Although cancer taxonomies are different from classifications, they usefully provide all the instances of tumors that must be grouped within a classification. Excellent tumor taxonomies are now publicly available at no cost.
The UMLS Metathesaurus is a collection of medical terms collected from about 100 different nomenclatures. It is the richest source of term synonymy in existence and has a comprehensive and detailed set of neoplasia-related terms. The UMLS Metathesaurus is available from the U.S. National Library of Medicine at: http://www.nlm.nih.gov/research/umls/
MESH is a curated hierarchical listing of medical terms and includes a detailed and comprehensive tumor nomenclature. MESH is provided by the U.S. National Library of Medicine at: http://www.nlm.nih.gov/mesh/filelist.html
The ICD-O is prepared by the World Health Organization.
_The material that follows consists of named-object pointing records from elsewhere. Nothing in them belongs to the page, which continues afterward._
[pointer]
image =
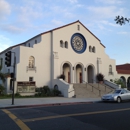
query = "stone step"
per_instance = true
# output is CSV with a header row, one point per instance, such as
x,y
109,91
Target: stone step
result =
x,y
86,90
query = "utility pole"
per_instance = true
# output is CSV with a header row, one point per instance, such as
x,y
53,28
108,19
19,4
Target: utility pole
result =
x,y
14,78
8,59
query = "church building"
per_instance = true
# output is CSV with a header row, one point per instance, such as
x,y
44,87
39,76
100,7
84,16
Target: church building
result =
x,y
71,50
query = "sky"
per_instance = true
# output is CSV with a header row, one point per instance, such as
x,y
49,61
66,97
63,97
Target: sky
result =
x,y
21,20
It is in its third version and is available at no cost in the U.S. via state central cancer registries. Non-U.S. facilities should contact their health services for information. Additional information can be obtained at the NCI's Surveillance Epidemiology and End Results (SEER) website at: http://training.seer.cancer.gov/module_icdo3/icdo3_home.html
The National Cancer Institute curates a collection of terms related to cancer. The thesaurus can be freely downloaded from: ftp://ftp1.nci.nih.gov/pub/cacore/EVS/
A classification is a hierarchical grouping, with each group defined by the greatest number of taxa (informative features) that can apply to every instance of the group
Every instance must fit into the classification, and every instance and group must have exactly one slot in the classification.
Instances and groups are separable from other instances and groups by taxa.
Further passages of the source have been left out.